Greer has had the chassis for six seasons and confessed to not knowing the car’s actual age.

But Greer and his family still find a way to be competitive in what can be an expensive world of open-wheel modified racing.

“We’re steadily working with it, working with it,” Greer said. “Changing shocks — if they go to modern shocks, we try to put on modern shocks, modern four bars, keep good tires on it, and that seems to get us up in the hunt a little bit.”

Greer runs a paintless, dent-repair business for his full-time job while Justin operates his own lawn-care business. Greer, who has lived in the Beebe area all his life, rides motorcycles as a hobby.

Greer and his family plan to continue racing at Beebe on Friday nights for the foreseeable future, though he has made some appearances this year at Conway County Super Speedway in Plumerville in the Butch Kee owned K1 car.

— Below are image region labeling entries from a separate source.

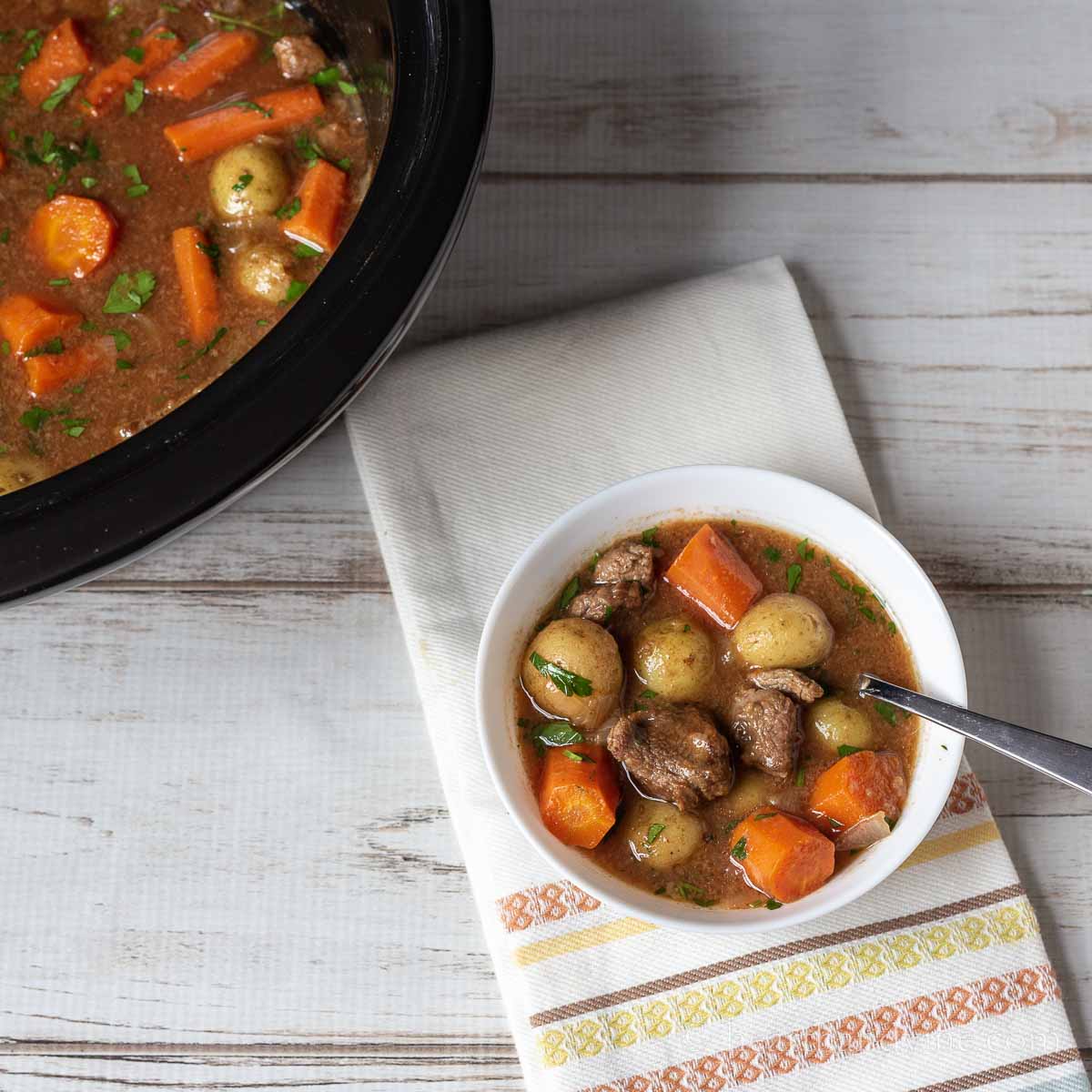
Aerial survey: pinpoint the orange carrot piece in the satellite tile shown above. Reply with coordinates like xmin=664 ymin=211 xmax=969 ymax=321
xmin=18 ymin=18 xmax=91 ymax=106
xmin=23 ymin=338 xmax=118 ymax=399
xmin=539 ymin=743 xmax=622 ymax=850
xmin=810 ymin=752 xmax=906 ymax=830
xmin=80 ymin=25 xmax=182 ymax=118
xmin=0 ymin=296 xmax=83 ymax=356
xmin=147 ymin=31 xmax=258 ymax=103
xmin=29 ymin=193 xmax=118 ymax=278
xmin=163 ymin=83 xmax=326 ymax=163
xmin=282 ymin=159 xmax=349 ymax=253
xmin=170 ymin=228 xmax=219 ymax=345
xmin=732 ymin=808 xmax=834 ymax=902
xmin=664 ymin=523 xmax=763 ymax=629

Greer admitted he sometimes gets tired of the weekly racing grind, but has ridden out those slumps for his family. He said his family is the one thing that makes it all worthwhile, but a good run certainly doesn’t hurt.

“It kind of happens in between weeks, when it’s real hot,” Greer said. “You crash the car, things don’t go too good. I could step out — just a long time doing it kind of wears on you. Then you do good, and you forget all about the burnout.”